Ketiga, terjadi saat pasar modal melambung pada 2003-2008, yang menyebabkan krisis finansial global pada 2008-2009. “Jika saya seolah-olah paranormal, saya katakan putaran krisis terjadi setiap 15 tahun sekali, dan krisis di negara berkembang akan terjadi pada 2012," kata Frankel pada seminar Coping With Asia’s Large Capital Inflows in A Multi Speed Global Economy di Bali, Jumat 11 Maret 2011.

Dalam seminar itu, Frankel membahas bagaimana mengelola arus modal masuk (capital inflow), yaitu melalui dua cara: menumpuk cadangan devisa dan memperkuat nilai tukar. Dia menegaskan, yang berhasil hanyalah negara yang menerapkan dua kebijakaan itu.

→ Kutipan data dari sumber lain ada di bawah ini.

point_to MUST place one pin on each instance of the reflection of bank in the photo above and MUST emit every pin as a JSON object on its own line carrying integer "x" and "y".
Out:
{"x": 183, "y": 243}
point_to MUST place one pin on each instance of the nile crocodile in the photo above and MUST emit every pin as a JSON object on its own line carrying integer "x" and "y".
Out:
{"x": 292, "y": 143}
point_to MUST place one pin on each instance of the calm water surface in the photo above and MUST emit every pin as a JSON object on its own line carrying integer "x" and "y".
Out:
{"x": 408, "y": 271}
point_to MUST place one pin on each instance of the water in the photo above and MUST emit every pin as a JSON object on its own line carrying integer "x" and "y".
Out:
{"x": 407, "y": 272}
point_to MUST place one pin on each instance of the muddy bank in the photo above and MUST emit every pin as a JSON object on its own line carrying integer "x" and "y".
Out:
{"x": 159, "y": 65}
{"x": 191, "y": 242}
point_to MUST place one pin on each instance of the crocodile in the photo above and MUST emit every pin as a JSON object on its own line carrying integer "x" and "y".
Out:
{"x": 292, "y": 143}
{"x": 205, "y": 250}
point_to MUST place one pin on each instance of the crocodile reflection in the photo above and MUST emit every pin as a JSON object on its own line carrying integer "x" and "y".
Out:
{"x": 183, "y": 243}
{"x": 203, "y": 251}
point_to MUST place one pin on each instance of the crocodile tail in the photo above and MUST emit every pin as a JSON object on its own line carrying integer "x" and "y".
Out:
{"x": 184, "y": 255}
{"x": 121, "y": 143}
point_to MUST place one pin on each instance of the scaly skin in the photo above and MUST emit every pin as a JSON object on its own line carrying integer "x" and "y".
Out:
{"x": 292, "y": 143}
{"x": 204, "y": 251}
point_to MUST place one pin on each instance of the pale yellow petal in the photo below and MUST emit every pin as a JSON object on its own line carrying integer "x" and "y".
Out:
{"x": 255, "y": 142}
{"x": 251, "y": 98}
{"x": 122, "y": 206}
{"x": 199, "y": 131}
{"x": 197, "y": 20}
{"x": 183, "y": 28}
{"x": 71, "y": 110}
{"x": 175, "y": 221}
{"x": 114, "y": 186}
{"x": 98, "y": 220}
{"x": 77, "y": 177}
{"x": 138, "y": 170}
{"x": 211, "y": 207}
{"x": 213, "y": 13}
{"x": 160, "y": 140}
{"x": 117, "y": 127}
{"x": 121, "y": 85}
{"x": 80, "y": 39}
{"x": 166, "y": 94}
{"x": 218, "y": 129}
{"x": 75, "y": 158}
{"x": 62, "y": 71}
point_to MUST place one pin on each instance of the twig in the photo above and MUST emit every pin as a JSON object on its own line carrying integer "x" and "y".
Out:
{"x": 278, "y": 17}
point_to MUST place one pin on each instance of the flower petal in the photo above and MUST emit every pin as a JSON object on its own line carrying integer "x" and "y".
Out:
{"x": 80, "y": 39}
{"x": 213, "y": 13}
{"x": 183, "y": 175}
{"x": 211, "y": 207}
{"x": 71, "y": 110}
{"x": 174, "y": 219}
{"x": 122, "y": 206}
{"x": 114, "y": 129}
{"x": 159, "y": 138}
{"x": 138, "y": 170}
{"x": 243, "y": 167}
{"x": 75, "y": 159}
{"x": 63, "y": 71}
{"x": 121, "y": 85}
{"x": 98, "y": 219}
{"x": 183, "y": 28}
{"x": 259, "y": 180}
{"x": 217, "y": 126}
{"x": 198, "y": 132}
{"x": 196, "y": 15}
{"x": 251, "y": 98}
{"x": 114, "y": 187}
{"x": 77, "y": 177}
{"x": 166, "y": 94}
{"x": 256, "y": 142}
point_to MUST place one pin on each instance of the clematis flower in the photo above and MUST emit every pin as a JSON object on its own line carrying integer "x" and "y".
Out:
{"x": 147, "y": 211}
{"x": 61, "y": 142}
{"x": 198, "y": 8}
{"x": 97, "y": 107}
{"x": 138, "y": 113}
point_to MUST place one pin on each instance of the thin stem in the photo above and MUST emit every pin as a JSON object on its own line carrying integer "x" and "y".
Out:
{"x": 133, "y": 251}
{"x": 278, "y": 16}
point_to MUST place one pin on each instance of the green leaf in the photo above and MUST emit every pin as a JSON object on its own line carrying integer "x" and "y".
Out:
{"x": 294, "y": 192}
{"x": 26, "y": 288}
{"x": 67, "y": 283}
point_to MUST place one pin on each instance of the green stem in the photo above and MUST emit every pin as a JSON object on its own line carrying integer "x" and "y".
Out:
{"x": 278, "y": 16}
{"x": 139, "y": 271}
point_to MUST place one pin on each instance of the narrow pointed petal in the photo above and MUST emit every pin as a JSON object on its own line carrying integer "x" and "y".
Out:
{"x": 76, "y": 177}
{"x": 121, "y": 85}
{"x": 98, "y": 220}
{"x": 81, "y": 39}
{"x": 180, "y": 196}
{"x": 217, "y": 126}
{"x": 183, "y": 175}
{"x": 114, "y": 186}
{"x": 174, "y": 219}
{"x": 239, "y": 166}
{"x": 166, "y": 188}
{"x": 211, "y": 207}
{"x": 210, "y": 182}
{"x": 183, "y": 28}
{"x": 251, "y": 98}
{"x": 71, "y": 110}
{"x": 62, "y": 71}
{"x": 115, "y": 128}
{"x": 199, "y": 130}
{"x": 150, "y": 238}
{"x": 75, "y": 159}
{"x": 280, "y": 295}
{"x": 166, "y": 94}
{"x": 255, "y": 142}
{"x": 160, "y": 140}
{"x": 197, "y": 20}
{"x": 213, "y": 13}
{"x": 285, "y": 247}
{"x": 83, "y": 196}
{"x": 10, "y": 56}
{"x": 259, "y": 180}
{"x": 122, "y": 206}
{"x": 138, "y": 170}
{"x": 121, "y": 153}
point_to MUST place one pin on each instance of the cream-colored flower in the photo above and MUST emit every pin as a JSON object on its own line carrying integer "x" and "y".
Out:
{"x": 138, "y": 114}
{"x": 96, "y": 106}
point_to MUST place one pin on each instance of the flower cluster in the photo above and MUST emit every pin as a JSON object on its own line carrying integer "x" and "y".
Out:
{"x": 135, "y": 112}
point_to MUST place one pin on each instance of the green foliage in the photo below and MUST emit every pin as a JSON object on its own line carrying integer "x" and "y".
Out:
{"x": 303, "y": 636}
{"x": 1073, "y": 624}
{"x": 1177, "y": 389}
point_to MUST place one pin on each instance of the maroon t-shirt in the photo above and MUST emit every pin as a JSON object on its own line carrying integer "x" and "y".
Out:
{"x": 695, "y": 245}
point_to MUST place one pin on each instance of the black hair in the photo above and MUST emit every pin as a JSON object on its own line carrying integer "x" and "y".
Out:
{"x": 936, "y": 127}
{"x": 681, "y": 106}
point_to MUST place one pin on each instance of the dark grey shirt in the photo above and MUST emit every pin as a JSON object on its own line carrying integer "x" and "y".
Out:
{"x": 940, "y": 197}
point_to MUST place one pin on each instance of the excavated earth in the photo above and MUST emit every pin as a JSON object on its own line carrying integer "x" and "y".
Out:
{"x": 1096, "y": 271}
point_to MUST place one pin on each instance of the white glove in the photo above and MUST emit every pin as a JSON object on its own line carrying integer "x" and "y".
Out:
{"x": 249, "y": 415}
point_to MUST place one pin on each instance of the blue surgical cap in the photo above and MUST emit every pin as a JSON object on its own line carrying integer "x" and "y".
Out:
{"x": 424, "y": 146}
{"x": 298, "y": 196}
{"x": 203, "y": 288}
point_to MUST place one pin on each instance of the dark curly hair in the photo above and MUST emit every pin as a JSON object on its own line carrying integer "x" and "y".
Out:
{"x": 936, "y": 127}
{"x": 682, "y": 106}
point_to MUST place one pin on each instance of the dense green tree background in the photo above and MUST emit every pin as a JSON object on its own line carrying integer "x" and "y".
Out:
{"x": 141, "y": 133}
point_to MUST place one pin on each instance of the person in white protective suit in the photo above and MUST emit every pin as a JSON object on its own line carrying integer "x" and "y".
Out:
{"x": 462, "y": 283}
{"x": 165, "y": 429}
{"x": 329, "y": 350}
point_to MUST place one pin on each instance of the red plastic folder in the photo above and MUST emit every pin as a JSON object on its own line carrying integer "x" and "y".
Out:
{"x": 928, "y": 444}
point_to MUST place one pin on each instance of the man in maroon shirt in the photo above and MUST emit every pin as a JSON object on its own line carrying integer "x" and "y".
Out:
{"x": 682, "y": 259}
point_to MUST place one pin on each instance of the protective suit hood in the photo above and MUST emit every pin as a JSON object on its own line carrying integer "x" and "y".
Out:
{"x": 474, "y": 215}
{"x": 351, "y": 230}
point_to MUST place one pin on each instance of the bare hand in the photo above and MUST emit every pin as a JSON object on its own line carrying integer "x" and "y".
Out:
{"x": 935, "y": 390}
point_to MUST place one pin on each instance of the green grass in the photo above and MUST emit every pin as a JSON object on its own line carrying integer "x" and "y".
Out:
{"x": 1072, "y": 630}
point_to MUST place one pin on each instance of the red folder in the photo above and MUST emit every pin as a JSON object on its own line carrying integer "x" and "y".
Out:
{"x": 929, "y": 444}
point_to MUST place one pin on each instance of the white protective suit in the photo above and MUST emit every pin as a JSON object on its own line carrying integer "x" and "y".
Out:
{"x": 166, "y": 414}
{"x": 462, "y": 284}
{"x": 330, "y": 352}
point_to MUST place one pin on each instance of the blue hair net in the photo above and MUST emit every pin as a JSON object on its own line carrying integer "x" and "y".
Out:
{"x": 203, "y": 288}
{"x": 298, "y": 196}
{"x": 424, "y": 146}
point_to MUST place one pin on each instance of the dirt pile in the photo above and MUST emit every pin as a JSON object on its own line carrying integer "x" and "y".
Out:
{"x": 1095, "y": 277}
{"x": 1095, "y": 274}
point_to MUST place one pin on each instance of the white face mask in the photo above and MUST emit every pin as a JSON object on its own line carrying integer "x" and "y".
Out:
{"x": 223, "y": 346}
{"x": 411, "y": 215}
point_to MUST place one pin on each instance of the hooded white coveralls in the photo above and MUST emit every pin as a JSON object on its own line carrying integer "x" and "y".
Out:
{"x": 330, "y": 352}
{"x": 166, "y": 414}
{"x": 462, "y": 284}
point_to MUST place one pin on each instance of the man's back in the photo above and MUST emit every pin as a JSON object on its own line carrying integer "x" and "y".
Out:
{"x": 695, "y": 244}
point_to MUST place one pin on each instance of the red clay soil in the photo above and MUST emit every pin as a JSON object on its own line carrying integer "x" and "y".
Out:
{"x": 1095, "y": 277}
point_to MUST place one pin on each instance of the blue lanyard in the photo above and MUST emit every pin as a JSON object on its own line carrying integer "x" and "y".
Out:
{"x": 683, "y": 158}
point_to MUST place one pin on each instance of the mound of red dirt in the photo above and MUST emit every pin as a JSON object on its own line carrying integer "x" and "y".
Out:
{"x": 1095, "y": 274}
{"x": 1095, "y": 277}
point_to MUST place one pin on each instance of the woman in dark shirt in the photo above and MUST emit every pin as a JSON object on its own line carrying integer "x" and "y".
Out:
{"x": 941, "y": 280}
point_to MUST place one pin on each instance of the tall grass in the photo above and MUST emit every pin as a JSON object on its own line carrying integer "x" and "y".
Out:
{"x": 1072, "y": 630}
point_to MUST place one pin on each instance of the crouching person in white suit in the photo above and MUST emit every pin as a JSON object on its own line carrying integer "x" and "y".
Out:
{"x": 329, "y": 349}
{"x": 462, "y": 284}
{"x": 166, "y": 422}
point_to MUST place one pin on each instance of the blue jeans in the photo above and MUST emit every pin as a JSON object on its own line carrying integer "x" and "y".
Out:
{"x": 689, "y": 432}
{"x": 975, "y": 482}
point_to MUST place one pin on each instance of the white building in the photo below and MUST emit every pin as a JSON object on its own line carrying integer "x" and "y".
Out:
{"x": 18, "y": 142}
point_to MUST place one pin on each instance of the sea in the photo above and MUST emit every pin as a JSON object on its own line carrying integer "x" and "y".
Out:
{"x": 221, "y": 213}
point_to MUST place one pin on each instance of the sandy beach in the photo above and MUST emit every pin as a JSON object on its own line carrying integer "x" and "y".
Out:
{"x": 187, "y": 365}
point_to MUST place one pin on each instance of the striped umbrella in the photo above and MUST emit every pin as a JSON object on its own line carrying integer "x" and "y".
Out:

Gubernur Bank Indonesia, Darmin Nasution, mengatakan Indonesia melakukan berbagai kebijakan agar dana asing ini tak mengganggu ekonomi domestik.

Dia menjelaskan ada lima kebijakan kunci yang dilakukan bank sentral. Pertama, kebijakan suku bunga yaitu BI rate ditetapkan untuk mencapati stabilitas harga, dengan mempertimbangkan outlook ekonomi makro dan stabilitas sistem keuangan.

Kedua, fleksibilitas nilai tukar. Bank Indonesia mengendalikan rupiah untuk menolong pencapaian stabilitas harga.

Ketiga, akumulasi cadangan devisa, dengan melakukan perlindungan terhadap risiko pembalikan modal yang besar-besaran.

Keempat, kebijakan pengawasan makro stabilitas keuangan dan perekonomian secara umum (macroprudential) terhadap aliran modal agar tepat sasaran.

Kelima, memperkuat operasi moneter dan kebijakan macroprudential dalam sistem stabilitas finansial untuk manajemen pengelolaan likuiditas domestik dalam menghadapi serbuancapital inflow.